Pough what? Poughkeepsie? How do you even pronounce that? This was the first reaction I had when I got into Vassar. I admit I knew nothing about Vassar when I was accepted, and I especially didn’t know how to pronounce the name of the city our school is located in. However, this year I had a moment of enlightenment that helped understand more about the place I once couldn’t even pronounce properly.

You have probably heard the term “Vassar Bubble” many times. For those who don’t recognize this term, it means that students become so immersed into the Vassar community that they forget about the community just outside of Vassar’s gates. I myself am guilty of this. However, to change things up this year, I decided to work as a Rape Crisis/Crime Victim Advocate for Family Services, located off-campus, instead of taking on a job as a barista for UpC once again.

On my way to the job interview, I noticed an abandoned building in front of Family Services. Although now under construction, I soon learned that it was referred to as the “crack house,” where two ex-convicts lived in its basement.

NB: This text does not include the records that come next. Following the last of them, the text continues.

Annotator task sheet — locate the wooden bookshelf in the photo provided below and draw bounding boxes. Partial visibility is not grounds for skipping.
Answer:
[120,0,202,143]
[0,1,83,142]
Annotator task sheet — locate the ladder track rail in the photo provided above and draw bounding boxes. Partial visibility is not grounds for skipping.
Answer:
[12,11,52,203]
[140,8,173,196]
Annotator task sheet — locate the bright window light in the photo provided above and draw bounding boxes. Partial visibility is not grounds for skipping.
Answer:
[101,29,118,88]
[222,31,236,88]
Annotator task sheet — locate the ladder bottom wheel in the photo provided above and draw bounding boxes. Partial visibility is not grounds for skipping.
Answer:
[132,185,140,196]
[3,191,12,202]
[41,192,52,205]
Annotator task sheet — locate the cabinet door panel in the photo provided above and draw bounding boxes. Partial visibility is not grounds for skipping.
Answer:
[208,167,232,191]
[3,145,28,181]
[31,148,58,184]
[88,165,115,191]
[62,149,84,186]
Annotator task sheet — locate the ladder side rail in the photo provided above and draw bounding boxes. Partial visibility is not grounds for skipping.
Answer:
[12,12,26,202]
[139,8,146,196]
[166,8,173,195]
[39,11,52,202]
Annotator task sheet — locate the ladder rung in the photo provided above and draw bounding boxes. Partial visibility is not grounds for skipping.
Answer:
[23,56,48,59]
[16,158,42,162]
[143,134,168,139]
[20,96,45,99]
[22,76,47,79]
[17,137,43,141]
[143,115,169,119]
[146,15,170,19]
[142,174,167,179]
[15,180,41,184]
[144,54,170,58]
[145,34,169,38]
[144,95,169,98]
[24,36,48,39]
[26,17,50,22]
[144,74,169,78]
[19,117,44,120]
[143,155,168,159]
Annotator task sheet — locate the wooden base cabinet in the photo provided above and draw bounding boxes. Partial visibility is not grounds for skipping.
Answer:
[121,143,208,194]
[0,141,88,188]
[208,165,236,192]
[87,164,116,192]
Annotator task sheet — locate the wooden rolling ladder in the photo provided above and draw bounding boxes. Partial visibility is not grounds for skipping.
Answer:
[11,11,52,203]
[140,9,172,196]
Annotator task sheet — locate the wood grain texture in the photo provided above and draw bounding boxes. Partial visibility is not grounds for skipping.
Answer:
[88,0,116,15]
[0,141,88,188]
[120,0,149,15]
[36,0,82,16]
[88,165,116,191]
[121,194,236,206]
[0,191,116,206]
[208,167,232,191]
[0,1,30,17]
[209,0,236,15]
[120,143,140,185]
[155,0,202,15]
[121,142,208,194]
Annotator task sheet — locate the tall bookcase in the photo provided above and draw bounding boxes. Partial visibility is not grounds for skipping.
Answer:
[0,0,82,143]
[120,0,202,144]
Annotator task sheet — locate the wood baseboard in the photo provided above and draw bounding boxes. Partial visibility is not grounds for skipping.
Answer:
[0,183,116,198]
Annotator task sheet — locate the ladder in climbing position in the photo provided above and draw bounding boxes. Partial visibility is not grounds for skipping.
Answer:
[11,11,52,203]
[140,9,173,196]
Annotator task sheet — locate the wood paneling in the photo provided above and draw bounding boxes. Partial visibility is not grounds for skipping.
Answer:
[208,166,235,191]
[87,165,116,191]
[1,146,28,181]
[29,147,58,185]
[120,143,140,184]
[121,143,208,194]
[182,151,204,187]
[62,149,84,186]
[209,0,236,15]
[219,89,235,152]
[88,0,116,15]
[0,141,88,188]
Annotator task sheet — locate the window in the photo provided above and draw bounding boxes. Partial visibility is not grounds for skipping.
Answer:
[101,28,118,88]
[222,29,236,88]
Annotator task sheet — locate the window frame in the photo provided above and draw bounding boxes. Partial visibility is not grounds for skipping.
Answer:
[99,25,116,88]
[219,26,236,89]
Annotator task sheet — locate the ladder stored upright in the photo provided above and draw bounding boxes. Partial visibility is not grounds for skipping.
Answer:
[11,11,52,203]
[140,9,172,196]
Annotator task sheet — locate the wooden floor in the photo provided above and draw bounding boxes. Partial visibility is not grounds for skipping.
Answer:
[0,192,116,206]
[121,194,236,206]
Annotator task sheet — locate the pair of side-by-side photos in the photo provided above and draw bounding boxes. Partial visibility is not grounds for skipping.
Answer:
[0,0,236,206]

During the interview, my supervisor and I were enjoying a nice conversation when the phone rang, and all of a sudden her face turned very serious and stern. She answered, “Was it gang violence? When was he killed…?” You can only imagine my facial expression when I heard this.  After a slight pause, she proceeded to tell the other person on the line to call her back later. She faced me and told me a boy had been killed and his mother was asking if there were any reparations she could receive to pay for the funeral. She also mentioned that a 99 year-old lady had been murdered in her own house a week ago. I knew I should’ve expected these kinds of situations to arise here in Poughkeepsie because of its high crime rate, but I couldn’t help but think: what have I gotten myself into?

A few days after my interview, I attended the Community Service Work Study (CSWS) information session in the Aula and got into a conversation with Toni Llanos, the Dance Director for M*Power—a program that is dedicated to empowering kids through the arts. The last words she said to me still resonate through my mind: “The people in Poughkeepsie need hope.”

At that moment, I was struck by how oblivious I was to the issues that were occurring in the very city I will be spending the next three years of my life in. I remember back in high school, when I visited Columbia and Harvard, that the neighborhoods their college campuses were in were not well off. At that time, I thought, when I get into college, I’m going to make sure I get involved with the community off-campus. Yet here I was at Vassar, not really concerned with the issues outside of campus. I felt a bit ashamed of myself for not being able to keep my word, after already having spent a year at Vassar. Sure, I’ve heard plenty about the horrors happening in Syria or the ratchetness of Miley Cyrus from students, but how many times had I heard about the events unfolding right here in Poughkeepsie? I’m not saying that national or international issues aren’t important and we shouldn’t pay attention to them, but I want to stress that there are also problems right here in our community immediately outside Vassar.

Perhap’s it’s just that my job offers me more knowledge that even a typical Poughkeepsie resident would know, and it makes me more conscious about the problems arising in this city. But even if we don’t pop the Vassar Bubble entirely, I think it’s important that we at least are aware of some of the incidents that are going around here in Poughkeepsie. It may be hard for students to come out of the bubble because of their busy schedules, but there are things we can do to help make a difference.

Perhaps a good place to start is by attending some of the events that are being held here in Poughkeepsie, such as Walk a Mile in Her Shoes, which is a walk organized by Family Services in October to help stop rape, sexual assault and gender violence while raising awareness of these issues.

In either case, it’s important we begin to become aware of what goes on outside of our campus. However, even if some students chose not to become familiar with the incidents that take place in Poughkeepsie, as Lieutenant Mel Claussen from the Poughkeepsie Police Department said, “Something is always happening here.”

 

—Laura Song ’16 is a prospective political science & media studies double major.